2. Preparation of Culture Plates and Instruments

1. FBS Coating of the Culture Plates: The day prior the dissection, prepare 180 ml of culture medium. Add 10 ml of iFBS to 90 ml of culture medium. Add 300 μl/well of culture medium/10% iFBS into poly-D-lysine precoated 24-well plates. Incubate overnight at 37 °C. Store the remaining media (with and without iFBS) at 4 °C.
2. Sterilize the instruments and Pasteur pipettes. Gather the equipment listed in Materials table as well as a Class II laminar flow hood and a CO₂ incubator.

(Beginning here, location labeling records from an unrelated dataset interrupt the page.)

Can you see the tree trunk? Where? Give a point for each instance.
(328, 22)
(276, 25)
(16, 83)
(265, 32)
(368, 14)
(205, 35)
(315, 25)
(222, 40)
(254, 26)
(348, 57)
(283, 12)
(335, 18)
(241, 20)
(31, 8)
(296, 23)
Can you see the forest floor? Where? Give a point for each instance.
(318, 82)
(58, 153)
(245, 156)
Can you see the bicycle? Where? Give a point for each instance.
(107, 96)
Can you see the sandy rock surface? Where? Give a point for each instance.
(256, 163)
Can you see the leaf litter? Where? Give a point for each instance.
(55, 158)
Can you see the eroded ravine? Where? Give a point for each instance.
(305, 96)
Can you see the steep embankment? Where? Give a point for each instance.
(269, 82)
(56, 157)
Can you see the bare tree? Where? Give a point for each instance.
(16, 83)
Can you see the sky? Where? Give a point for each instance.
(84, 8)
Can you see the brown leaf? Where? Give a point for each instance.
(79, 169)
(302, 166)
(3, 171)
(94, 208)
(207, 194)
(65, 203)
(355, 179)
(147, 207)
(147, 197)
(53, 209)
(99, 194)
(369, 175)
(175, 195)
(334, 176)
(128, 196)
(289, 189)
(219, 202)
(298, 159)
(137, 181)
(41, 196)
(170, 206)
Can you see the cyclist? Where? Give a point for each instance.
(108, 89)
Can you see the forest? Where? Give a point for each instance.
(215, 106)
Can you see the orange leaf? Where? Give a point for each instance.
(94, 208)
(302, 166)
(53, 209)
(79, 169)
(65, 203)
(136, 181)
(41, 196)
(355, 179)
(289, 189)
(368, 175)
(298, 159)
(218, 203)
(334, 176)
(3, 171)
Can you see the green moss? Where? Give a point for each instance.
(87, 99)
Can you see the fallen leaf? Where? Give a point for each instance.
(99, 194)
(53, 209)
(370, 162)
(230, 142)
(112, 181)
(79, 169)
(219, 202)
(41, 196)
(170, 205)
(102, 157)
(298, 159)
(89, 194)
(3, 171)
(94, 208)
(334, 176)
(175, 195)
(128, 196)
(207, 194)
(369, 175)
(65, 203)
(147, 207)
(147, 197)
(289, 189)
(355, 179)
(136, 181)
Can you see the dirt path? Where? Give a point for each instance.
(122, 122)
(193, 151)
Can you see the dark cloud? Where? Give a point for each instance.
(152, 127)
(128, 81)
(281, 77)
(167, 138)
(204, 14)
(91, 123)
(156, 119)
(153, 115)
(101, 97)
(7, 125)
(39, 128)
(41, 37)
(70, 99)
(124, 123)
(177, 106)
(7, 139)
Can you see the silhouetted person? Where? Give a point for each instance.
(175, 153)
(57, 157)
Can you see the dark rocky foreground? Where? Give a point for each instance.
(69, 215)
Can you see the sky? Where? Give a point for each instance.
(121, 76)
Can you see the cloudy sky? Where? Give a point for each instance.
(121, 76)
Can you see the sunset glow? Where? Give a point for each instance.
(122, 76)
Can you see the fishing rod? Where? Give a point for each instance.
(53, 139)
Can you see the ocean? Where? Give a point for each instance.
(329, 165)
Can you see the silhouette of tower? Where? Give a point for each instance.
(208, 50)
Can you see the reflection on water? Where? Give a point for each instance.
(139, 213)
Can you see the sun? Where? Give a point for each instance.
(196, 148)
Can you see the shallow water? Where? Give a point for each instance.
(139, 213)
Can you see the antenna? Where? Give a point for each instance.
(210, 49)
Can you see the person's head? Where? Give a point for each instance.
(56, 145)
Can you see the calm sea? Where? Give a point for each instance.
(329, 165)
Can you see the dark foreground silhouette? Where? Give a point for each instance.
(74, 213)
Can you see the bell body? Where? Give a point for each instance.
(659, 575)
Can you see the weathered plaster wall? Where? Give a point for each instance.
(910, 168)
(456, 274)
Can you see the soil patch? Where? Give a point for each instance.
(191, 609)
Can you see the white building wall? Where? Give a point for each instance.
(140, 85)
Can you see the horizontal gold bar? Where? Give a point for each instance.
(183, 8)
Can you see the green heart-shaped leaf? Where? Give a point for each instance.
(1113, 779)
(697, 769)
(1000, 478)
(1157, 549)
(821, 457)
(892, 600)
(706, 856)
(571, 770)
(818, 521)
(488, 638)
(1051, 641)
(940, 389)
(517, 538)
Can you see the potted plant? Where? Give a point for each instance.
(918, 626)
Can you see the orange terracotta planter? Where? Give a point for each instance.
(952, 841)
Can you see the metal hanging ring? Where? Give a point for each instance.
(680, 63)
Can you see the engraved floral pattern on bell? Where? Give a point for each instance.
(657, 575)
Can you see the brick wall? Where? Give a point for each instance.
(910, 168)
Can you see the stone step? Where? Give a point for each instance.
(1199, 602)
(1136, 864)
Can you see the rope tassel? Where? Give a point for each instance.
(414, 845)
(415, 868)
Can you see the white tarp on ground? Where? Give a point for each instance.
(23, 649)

3. Dissection of Mouse Mesencephalon

1. Sacrifice an E13.5 pregnant mouse (according to institutional guidelines). Clean the abdomen of the mouse with 70% ethanol and open the abdomen wall. Collect the uterine horns, open them using delicate scissors, dissect each embryo from the uterine horns, and remove the amniotic membranes. Place the embryos in a 100 mm Petri dish containing sterile PBS-GAB and wash them by transfer in 3 successive identical baths using forceps. For dissection, place the embryos by 3 in a 60 mm sterile Petri dish.
2. Move the final Petri dish under the stereomicroscope. Do not behead the embryos. Using Vannas scissors, excise the brains.
   1. Carefully remove and discard the fore- and hindbrain regions. To the rostral side, cut close to the thalamic region, to the caudal side cut at the isthmus region, remove the superior colliculus.
   2. Once the ventral midbrain is isolated, carefully remove meninges using ultra fine forceps. Collect the dissected segments, without the meninges, in a sterile 13 ml tube filled with PBS-GAB.
3. Clean the tube containing the mesencephala thoroughly with 70% ethanol and bring it under the hood.

4. Cell Dissociation

1. Wash mesencephala 3x with sterile PBS-GAB. Allow brain fragments to settle between each wash and avoid disrupting the tissue. After the last wash, remove carefully as much solution as possible and incubate brain segments in 3 ml of Trypsin/EDTA for 15 min at 37 °C in a CO₂ incubator.
2. Fire-polish the Pasteur pipettes to maximize the survival of the neurons as the end of a non-polished glass pipet is sharp and can damage the cells during the dissociation steps. Slightly reduce the extremity diameter (up 0.5 mm) of the Pasteur pipette while fire-polishing it.
3. Carefully remove as much Trypsin/EDTA solution as possible and add 10 ml of culture medium/10% iFBS. Wash brain segments 3x with culture medium/10% iFBS.
4. Using the fire-polished Pasteur pipette, begin dissociation of mesencephala in 6 ml of culture medium/10% iFBS. Triturate 10x (avoid air bubbles), allow the chunks to settle, then collect the medium in a new sterile 13 ml tube.
5. Add 6 ml of culture medium, repeat the previous step once and collect the medium containing dissociated cells in the same 13 ml tube.
6. Centrifuge cells at 160 g for 5 min. Discard the supernatant and resuspend the cells in culture medium supplemented with 10% hormone mix.

5. Cell Plating

1. Count cells in suspension in a Malassez cell and adjust the volume of medium to a concentration of 600,000 cells/ml. Around 1,700,000 cells can be obtained from one mouse mesencephalon.
2. Remove FBS-containing coating medium from 24-well plates and add in each well 1 ml of cell suspension (600,000 cells/well, 2-4% of TH+ cells).
3. Incubate the plate at 37 °C and 5% CO₂/95% air. No medium change is necessary. Dopaminergic neurons are mature after around 5-7 days in vitro (consistent expression of the dopamine transporter). Keep cells in culture up to 15 days without medium replacement.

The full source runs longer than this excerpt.